宜しければ御参考に。http://oshiete1.goo.ne.jp/kotaeru.php3?q=1805568
あと、以下の質問
http://personal.okwave.jp/kotaeru.php3?q=1232179
に対する回答のなかでANo.19sirayukihimeが引用している過去の質疑
http://personal.okwave.jp/kotaeru.php3?q=153804
を御覧になってみてください。
これは但し相当長い質疑かつ難解ですが、昨今の当サイト質疑のレベルの甚だしい低下に比べ、きっと得られるものがあるだろうと、お薦めします。
参考URL:http://personal.okwave.jp/kotaeru.php3?q=153804
No.1
- 回答日時:
社會學は人間の集團がつくる人間同士の仕組みを研究する學問ですから、人間社會を構成する「私」の存在は無條件で認める必要があります。
人間社會の構成員である個人は、當人にとつては「われ」であります。
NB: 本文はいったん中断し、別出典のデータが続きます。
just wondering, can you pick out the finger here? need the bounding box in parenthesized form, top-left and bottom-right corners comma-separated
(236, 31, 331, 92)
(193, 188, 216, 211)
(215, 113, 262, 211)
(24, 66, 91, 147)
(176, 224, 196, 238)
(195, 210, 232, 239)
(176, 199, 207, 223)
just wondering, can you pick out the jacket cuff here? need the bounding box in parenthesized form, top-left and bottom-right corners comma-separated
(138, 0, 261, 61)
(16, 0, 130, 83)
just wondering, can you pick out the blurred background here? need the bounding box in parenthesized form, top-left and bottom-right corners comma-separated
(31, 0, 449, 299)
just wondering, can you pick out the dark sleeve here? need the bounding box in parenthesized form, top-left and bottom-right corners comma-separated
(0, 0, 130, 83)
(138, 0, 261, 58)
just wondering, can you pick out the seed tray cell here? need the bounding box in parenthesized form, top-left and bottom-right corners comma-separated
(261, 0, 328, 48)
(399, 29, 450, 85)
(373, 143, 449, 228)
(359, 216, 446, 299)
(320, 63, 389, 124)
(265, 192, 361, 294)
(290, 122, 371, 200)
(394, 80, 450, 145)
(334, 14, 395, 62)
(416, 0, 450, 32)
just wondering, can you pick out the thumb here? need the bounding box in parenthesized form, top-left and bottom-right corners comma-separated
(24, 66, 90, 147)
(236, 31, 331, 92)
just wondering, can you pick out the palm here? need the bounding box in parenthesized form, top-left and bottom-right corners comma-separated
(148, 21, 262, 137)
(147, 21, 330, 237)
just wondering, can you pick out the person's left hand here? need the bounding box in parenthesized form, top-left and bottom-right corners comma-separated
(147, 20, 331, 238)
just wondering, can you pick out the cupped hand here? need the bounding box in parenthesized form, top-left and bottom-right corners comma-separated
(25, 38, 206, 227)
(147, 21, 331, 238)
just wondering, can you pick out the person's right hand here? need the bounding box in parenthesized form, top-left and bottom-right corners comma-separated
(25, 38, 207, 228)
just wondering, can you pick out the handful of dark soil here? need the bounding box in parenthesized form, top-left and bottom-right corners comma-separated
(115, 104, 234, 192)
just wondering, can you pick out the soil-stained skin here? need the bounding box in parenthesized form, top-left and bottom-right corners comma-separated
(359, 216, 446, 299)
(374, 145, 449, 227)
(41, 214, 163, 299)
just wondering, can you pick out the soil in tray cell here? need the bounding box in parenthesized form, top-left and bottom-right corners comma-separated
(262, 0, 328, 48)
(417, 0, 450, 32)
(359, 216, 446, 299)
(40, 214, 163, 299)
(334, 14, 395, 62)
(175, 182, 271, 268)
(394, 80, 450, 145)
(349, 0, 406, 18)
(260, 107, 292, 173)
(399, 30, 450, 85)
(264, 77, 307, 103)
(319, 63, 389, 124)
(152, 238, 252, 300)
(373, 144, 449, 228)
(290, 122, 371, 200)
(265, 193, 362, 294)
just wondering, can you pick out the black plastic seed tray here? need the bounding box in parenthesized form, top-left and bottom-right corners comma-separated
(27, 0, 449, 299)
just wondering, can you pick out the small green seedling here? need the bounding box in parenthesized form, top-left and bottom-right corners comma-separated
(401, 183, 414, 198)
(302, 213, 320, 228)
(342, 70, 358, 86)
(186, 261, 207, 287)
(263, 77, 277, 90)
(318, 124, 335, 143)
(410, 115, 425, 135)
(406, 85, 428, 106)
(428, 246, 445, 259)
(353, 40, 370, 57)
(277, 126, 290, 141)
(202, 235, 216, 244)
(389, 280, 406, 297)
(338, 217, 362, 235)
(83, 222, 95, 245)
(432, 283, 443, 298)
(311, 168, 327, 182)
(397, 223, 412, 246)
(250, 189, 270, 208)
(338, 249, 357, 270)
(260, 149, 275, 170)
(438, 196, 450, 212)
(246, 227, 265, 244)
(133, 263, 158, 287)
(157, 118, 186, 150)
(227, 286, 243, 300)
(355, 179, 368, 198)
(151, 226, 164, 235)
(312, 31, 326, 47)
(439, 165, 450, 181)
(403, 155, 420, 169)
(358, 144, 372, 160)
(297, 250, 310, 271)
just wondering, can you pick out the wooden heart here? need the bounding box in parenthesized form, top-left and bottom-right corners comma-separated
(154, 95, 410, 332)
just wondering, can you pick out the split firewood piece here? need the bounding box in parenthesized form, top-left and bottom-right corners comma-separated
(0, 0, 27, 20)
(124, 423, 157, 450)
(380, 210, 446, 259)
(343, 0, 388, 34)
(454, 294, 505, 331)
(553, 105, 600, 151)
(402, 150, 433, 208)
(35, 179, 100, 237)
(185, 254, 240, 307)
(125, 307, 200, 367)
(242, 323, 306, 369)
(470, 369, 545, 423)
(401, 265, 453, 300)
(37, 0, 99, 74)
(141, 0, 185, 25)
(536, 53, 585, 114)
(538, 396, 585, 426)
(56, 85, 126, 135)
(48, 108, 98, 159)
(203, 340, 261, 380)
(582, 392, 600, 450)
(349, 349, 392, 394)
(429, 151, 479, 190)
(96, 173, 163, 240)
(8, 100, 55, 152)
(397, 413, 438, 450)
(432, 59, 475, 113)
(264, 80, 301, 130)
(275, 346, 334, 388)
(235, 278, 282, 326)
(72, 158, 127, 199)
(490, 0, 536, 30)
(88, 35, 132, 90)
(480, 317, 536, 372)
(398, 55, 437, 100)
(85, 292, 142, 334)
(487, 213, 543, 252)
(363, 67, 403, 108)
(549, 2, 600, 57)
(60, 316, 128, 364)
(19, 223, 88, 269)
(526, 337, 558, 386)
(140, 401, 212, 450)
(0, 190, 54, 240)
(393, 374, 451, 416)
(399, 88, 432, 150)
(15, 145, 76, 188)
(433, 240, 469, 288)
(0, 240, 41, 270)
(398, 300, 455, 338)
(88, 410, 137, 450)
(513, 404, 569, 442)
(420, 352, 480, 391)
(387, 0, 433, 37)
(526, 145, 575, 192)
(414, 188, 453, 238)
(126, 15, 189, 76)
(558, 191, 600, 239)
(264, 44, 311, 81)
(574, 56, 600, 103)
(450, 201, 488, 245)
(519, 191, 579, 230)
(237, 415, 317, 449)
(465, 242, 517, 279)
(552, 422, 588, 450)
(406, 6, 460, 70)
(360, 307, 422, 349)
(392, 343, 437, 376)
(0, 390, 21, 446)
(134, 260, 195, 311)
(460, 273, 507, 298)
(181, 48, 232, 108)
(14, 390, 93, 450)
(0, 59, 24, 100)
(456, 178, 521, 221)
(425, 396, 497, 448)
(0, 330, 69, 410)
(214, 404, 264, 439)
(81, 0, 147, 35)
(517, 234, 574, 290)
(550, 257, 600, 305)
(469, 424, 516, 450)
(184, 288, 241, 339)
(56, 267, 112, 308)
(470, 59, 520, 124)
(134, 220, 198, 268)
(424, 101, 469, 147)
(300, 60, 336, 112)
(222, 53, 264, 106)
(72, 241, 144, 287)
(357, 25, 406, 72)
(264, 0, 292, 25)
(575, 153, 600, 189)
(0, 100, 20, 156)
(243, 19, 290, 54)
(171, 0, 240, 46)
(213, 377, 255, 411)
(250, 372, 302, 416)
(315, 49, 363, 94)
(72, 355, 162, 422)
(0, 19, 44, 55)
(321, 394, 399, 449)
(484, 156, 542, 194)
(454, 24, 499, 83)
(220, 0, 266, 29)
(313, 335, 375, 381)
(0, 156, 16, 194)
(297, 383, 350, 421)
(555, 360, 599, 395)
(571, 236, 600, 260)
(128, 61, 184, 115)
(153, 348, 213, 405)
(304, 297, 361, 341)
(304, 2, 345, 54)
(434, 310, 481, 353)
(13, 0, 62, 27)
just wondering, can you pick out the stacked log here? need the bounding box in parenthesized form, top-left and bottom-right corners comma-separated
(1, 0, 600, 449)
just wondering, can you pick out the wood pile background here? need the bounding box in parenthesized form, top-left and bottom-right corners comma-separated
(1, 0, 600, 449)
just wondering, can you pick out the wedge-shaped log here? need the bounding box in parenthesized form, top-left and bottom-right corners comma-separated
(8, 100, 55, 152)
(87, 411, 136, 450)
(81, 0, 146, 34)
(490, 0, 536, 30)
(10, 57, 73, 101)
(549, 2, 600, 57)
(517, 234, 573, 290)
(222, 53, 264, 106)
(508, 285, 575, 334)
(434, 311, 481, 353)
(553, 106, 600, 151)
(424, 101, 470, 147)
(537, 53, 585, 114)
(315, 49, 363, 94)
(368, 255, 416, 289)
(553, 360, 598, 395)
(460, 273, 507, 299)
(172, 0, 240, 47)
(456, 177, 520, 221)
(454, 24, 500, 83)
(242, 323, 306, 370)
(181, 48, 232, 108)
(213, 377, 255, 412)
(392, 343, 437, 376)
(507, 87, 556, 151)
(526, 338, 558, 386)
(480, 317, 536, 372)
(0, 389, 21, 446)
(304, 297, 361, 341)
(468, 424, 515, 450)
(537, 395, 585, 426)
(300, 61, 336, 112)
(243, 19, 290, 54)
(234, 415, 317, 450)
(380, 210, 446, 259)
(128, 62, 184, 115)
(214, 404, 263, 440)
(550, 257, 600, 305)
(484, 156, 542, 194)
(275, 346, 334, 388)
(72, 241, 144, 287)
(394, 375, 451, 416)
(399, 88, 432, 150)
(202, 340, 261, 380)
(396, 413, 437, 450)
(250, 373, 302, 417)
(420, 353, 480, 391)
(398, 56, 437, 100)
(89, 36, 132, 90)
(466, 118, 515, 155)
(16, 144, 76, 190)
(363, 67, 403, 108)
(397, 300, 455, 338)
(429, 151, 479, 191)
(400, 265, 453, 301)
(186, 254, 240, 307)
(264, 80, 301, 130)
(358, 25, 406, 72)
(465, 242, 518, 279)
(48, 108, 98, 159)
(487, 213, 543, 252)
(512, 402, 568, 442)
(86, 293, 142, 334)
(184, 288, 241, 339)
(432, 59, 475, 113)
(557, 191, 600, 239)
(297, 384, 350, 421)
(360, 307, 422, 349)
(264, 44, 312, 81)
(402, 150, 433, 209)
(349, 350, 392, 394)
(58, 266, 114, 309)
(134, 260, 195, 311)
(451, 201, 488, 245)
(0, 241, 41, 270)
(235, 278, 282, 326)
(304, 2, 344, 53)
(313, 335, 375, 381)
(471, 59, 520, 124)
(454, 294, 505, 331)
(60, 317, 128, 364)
一方、哲學では、「われ」の存在は無條件で認めるのではなく、「一體、われとは何か。果たしてわれは確かに存在するのか」などの疑問があります。その疑問をふまえて、「その疑問は私が發してゐるのは確かだ。私の存在を認めないと、この疑問自體が意味をなさないではないか」といふところから「われあり」と、われの存在を確かめるのがデカルトの有名な言葉かと思ひます。「私」をどのやうに考へるかにもよりますが、この世の中に、人間社會があり、些かでも他者との繋がり、交流、關係があるならば、社會生活を營む「私」は、「他者あつてこその私」でしかありえないでせう。假に、人類が絶滅して、「私」獨りが生き殘つた場合、「私を認識すること」自體が無意味になります。自分獨りが生き殘り、自分の腹の中に胎児がゐて、生まれくる子の爲に何かを考へる場合、それは既に、獨りではなく、他者を前提とした思考になります。